I think it is important that the clinicians/health care team members can see the value of the behavioural change you are proposing. If you have evidence to confirm the health need, and the acceptabilty of the proposed intervention to all stakeholders this means it is easier to engage them. Also having a member of the team as a co-applicant is and involving them from the starts I very helpful so you understand the different perspectives and try and plan both an intervention and a research design that will fit within their daily routines without adding to their workload will always help. Take time to think about how you promote the study to them, including wording and length of written information. If you can follow with personal visits that is ideal and probably if people don’t seem keen I would say don’t try and persuade them as my experience is that these are the sites that will fail to recruit!

Christine Bond – presenter
  1. After identifying the main limitations in the design of an intervention through a pilot trial, is it always necessary to take a step back and make a new pilot trial with the new improved design? Would it be OK to make changes and proceed to the main trial if they are small? What advice would you give investigators who conduct a PAF and it doesn’t work out?

You don’t always need to go back if a pilot trial has identified further limitations or something has not worked. It really depends how much information you have managed to collect. If you are confident that you understand how to address the newly identified issue then it is not necessary to go back but you need to be aware that it might be best in the long run. So one piece of advice is to include in your pilot trial a facility to interview participants to understand what went well and what went less well.

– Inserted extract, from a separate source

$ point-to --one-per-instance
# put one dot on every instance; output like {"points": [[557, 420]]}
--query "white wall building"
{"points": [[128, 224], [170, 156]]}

  1. Should investigators explicitly avoid combining feasibility and plausibility objectives into a single trial? Since they have such different objectives, should they be conducted separately?

The number of elements you can or should include in a single pilot trial has to be decided on a case by case basis but there are some elements such as acceptability of an intervention that could certainly be combined with plausibility as could logistical elements associated with conducting a trial such as recruitment and randomization.

  1. Is there any move to synthesising (systematic review – meta-synthesis) of Pilot and feasibility studies in particular topic areas?

At the moment there is no accepted consensus on this but my own view is that as long as the trial is clearly described and meets the eligibility criteria for the systematic review, there is no reason why its data should not be used to add to the available body of evidence, and descriptive outcomes incorporated into a meta analysis.

  1. Participant Comment: What’s being discussed is transformational. Transformation is not comfortable. At the same time, doing things the same way over and over again will result in the same (lack of) progress that the field of BMed has realized.
  1. Participant Comment: Ken was right in the imperative that we need to educate reviewers, since their time in training has long passed and they only know how to do things the way they were taught – stone tool making.

PLEASE NOTE: Though numerous questions were submitted by conference participants, only the questions for which we obtained responses are shared here.